That being so, the Defendant, pending the agreement, was bound to communicate all the information he
acquired, which it was material for the intestate to know in order to enable him to judge of the value of the
property. …
I am satisfied that the Defendant had placed himself in such a relation of confidence, by his undertaking
the office of arranging the intestate’s debts by means of a mortgage of his property, as prevented him from
becoming a purchaser of that property without the fullest communication of all material information which
he had obtained to its value; that this openness and fair dealing were the more necessary when he was
negotiating with an extravagant and necessitous young man, deprived at the same time of all other advice,
eager to raise money, and apparently careless in what manner it was obtained; and the Defendant having,
by concealment of a valuation which he had privately obtained, procured a considerable advantage in the
price which the seller was induced to take, and which the Defendant’s witnesses prove to be grossly
inadequate, he cannot be permitted so to turn the confidence reposed in him to his own profit, and the sale
ought to be set aside.”

Malaysian Case Law on Undue Influence

“Fiduciary relationship” and undue influence (e.g. to explain ‘fiduciary relation” in s 16(2)(a).

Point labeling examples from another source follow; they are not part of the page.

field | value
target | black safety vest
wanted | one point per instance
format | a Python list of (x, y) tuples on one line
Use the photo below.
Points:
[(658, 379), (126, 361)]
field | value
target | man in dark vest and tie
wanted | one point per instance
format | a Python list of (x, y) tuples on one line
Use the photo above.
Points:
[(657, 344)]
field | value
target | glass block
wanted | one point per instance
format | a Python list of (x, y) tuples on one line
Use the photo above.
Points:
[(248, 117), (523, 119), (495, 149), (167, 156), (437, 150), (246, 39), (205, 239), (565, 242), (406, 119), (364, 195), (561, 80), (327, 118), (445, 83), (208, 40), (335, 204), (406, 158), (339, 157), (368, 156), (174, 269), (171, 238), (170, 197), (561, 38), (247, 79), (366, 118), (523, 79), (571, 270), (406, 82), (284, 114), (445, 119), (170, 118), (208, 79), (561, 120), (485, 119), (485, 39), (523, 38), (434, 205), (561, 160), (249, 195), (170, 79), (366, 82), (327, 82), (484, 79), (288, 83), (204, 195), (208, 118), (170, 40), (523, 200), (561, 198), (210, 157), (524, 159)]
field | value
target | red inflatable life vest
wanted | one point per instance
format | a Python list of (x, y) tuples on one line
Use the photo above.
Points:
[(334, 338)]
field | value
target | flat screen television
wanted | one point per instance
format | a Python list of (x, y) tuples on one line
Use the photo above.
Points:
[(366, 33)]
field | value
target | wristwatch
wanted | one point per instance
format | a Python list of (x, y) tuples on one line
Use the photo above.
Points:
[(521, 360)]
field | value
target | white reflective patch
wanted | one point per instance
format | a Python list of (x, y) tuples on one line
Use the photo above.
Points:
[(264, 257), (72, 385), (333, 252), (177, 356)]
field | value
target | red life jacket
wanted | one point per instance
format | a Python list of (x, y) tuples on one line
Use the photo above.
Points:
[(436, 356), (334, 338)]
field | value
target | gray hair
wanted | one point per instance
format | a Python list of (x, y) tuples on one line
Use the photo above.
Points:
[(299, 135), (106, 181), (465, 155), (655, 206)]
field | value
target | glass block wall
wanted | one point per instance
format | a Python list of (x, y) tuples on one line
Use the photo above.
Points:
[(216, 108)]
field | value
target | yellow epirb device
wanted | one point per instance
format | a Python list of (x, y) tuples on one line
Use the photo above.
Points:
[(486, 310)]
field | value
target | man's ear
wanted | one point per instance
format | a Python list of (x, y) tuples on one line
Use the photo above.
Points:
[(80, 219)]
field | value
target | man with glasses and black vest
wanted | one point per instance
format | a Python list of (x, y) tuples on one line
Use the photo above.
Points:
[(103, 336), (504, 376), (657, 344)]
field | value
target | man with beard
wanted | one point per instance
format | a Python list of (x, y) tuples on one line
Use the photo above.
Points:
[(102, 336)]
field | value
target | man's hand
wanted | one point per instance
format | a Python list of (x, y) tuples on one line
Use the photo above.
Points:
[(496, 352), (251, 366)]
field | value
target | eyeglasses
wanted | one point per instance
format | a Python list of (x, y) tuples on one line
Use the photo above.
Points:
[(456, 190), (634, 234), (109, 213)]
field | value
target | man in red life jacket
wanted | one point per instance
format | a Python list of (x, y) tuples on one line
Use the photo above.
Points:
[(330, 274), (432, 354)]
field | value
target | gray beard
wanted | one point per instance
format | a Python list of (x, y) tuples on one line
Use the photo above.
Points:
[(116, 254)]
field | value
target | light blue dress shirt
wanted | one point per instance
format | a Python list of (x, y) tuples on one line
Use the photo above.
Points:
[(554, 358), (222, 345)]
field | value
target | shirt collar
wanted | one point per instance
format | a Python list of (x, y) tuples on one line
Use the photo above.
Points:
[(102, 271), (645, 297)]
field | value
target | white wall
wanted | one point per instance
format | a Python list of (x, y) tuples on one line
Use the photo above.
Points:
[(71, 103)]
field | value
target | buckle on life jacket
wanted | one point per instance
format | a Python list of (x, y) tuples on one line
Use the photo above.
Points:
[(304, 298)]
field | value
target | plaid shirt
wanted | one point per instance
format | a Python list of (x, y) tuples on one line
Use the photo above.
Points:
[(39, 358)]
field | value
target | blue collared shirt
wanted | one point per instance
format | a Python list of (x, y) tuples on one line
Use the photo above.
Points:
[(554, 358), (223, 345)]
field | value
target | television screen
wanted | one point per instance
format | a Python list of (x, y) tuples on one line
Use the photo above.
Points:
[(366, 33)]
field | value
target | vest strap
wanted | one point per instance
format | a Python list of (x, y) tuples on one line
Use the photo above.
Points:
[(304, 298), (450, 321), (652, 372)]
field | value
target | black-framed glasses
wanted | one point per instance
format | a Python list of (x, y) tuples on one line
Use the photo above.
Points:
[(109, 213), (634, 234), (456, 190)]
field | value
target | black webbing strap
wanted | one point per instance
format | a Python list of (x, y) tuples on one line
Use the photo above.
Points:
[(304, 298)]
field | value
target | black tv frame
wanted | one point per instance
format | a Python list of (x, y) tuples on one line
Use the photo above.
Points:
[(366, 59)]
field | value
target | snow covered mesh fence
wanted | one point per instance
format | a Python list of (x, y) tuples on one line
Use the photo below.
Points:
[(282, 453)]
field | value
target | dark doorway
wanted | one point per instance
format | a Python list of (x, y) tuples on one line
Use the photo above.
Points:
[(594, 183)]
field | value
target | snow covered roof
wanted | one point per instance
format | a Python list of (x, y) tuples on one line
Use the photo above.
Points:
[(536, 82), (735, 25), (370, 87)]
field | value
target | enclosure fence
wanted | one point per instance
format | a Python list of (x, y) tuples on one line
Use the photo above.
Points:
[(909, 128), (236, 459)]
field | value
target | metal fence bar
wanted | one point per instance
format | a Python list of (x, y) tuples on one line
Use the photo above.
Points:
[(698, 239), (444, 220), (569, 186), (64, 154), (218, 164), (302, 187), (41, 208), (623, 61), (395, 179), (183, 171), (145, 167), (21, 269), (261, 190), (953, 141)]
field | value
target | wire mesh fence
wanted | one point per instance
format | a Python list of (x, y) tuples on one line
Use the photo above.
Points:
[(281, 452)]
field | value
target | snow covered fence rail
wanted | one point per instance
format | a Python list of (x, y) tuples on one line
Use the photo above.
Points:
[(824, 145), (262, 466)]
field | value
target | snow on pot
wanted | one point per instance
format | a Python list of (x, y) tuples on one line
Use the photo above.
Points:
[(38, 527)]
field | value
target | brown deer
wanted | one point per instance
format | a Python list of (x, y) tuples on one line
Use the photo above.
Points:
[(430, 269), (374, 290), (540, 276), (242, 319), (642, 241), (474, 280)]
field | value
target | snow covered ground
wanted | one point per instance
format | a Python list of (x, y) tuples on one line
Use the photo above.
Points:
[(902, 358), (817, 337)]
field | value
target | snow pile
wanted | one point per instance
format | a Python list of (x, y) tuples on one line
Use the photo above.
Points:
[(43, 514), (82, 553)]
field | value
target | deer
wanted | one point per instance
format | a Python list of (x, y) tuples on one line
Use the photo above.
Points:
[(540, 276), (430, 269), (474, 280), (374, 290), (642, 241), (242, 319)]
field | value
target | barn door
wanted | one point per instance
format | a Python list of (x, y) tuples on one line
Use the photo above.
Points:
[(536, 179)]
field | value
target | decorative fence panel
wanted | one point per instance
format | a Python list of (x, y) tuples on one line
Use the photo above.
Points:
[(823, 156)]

Tengku Abdullah ibni Sultan Abu Bakar v Mohd Latiff bin Shah Mohd [1996] 2 MLJ 265
▪ In 1978, the Ayala Group of Companies in the Philippines (‘Ayala’) and its Malaysian partners (‘the first
appellant’ (Tengku Abdullah) and ‘second appellants’ (General Yusoff)) identified a piece of land in
Kuala Lumpur, which belonged to Raintree Development Sdn Bhd (‘RDB’), whose shareholders and
directors were Peter Yeoh, Tan Chin Yong and the third appellant.
▪ In 1979, the first appellant, the second appellant, and Ayala nominess (Ramon Madrid and Jose Reyes)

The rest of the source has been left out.